16 September 2020

A genetic investigation into the increased risk of leukaemia among people with Down’s syndrome has provided new insights into the disease, scientists say.

People with Trisomy 21, also known as Down’s syndrome, have an increased risk of developing blood cancers including acute megakaryoblastic leukaemia and acute lymphoblastic leukaemia. However, at the same time there is a lower prevalence of solid tumours amongst people with Down’s syndrome. A team led by researchers from Lurie Children’s Hospital of Chicago, USA, set out to investigate whether endothelial cells might provide a clue to this unique clinical picture.

Mariana Perepitchka and Yekaterina Galat from of Lurie Children’s and colleagues used skin samples from two patients with Down’s syndrome to create induced pluripotent stem cells in the lab. These cells were then grown into endothelial cells, to understand the effects of Trisomy 21 on endothelial cell development and function.

During the process, the team identified a set of genes that were overexpressed, which the researchers say create an environment conducive to leukaemia. The changes in gene expression also altered how endothelial cells functioned throughout cell maturation. Full details of the research appeared in the journal Oncotarget.

The team believe that their findings could help create new drug treatments – and possibly prevention strategies – for leukaemia, both in people with Down’s syndrome and the general population.

Mariana Perepitchka said: “We found that Down syndrome, or Trisomy 21, has genome-wide implications that place these individuals at higher risk for leukaemia.
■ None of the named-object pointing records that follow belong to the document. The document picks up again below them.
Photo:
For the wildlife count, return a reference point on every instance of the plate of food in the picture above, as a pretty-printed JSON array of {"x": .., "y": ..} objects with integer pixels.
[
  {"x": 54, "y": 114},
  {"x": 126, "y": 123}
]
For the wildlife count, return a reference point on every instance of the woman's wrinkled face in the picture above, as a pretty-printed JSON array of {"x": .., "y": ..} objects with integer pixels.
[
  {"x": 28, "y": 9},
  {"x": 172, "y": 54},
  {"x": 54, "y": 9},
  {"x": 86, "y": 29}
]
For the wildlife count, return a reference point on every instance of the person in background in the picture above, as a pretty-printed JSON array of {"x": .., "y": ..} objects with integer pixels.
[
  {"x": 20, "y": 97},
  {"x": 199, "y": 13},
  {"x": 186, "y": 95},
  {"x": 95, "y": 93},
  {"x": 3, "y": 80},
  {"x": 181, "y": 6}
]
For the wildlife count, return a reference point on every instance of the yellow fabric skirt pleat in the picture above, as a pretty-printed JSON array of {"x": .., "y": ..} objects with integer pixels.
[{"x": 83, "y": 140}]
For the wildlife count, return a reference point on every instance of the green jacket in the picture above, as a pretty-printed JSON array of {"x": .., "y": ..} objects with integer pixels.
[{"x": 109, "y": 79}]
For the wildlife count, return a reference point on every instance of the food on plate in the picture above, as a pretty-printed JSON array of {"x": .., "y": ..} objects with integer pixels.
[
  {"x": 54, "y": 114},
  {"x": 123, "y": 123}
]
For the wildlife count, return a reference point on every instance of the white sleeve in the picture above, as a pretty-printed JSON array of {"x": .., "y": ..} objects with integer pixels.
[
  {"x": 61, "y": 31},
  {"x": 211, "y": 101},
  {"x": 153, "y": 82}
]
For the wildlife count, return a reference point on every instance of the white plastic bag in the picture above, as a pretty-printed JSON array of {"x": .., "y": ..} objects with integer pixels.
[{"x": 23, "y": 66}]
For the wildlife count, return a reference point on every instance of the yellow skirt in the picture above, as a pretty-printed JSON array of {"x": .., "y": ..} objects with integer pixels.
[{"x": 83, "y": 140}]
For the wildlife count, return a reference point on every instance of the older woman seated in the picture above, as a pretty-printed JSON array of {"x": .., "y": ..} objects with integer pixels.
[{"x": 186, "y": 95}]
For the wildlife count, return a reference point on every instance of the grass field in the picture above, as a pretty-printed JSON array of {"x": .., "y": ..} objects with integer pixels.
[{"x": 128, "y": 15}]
We discovered an increased expression of leukaemia-promoting genes and decreased expression of genes involved in reducing inflammation.

“These genes were not located on chromosome 21, which makes them potential therapeutic targets for leukaemia even for people without Down syndrome.”

Co-author Yekaterina Galat added: “Our discovery of leukaemia-conducive gene expression in endothelial cells could open new avenues for cancer research."

Senior author Vasiliy Galat said: “Fortunately, advances in induced pluripotent stem cell technology have provided us with an opportunity to study cell types, such as endothelial cells, that are not easily attainable from patients. If our results are confirmed, we may have new gene targets for developing novel leukaemia treatments and prevention.”